Pulmonary embolism (PE) ranks third in the structure of acute cardiovascular diseases. Every year there is a rapid increase in morbidity and mortality from PE. Laboratory biomarkers for PE diagnosis do not have the necessary specificity, and therefore are ineffective. PE requires timely active treatment, in particular for the prevention of serious complications. In this regard, further research is needed to study and search for novel promising biomarkers for the early detection of PE, pathophysiological mechanisms and targets for therapeutic effects. To a large extent, novel data on the pathophysiology of cardiovascular diseases, including PE, scientists receive from experimental studies using animal models. In this review, we summarize the main existing experimental models of PE, describe the principles and methods for modeling this disease. There are following models of PE: intravenous thrombin infusion, adenosine diphosphate-induced PE, PE induction by thromboplastin, recombinant human tissue factor or high molecular weight polyphosphates, collagen/adrenaline-induced PE, ex vivo thrombus intravenous administration, surgical model.

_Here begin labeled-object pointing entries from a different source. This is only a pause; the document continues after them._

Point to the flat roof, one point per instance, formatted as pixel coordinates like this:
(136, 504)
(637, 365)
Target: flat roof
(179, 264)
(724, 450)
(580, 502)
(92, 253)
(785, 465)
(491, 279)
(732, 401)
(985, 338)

This publication also presents our own experience in creating an artificial model of PE in animals using an intravenous thrombus. In our model, confirmation of PE was obtained during pathological examination and an increase in the level of following biomarkers: troponin, N-terminal pro-brain natriuretic peptide, and D-dimer. In this pilot study, a PE model was created to study the pathogenesis and novel treatment options for this disease. To confirm the effectiveness of the model, future studies are required.